Not sure if my analysis is more memory or compute heavy. Going with memory optimized. r3.2xlarge $0.66/hour.

  • r3.2xlarge $0.66/hour
  • EBS $0.05/hour

Security group: enable ssh and https (22 and 80)

Connect to instance
ssh -i /path/to/key.pem ec2-user@ip-from-aws-console

Attach an EBS (console)

      go to EC2, select Volumes, create volume 250gb of gp2

        make sure its in the same availability zone as EC2 instance

          select volumne, select attach (instance must by stopped or not running)
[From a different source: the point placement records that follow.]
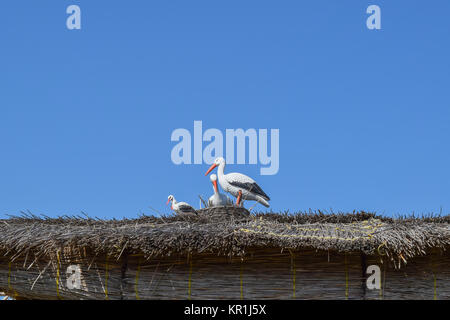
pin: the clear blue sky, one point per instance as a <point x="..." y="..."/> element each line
<point x="86" y="115"/>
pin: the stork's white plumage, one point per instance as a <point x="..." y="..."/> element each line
<point x="239" y="185"/>
<point x="217" y="199"/>
<point x="180" y="207"/>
If the EBS is new(never used), you can see the device size and mount point


# if this returns data, there is not filesystem and we need to create one
sudo file -s /dev/xvda1
# format
sudo mkfs -t ext4 device_name
# create mount point
sudo mkdir /data
mount /dev/xvdf /data

Details where here

To upload data

sftp -i /path/to/key.pem ubuntu@ip-from-aws-console
cd /my/dirir
put, etc

Doing it better With the need to upload data first, there are two options I can think of. First, upload to S3 then copy over to machine instance or EBS volume. The other possibility to save $$$ would be to use a low cost instance with EBS, upload data to it, then spin up a larger instance and reattach the same volume.

Using RStudio
Point browser to the public IP for the AMI instance. Login with user/pass ubuntu/bio.

Permissions problems
within RStudio, I had problems loading dplyr, etc despite the fact they were present in the /home/ubuntu/R-libs directory.
I tried:
in /etc/rstudio/rsession.conf: set r-libs-user=~/R-libs
And in /home/ubuntu/R-libs
sudo chown -R ubuntu.ubuntu *
sudo chmod -R 755 *

Not sure which one worked, but RStudio now seems to work okay.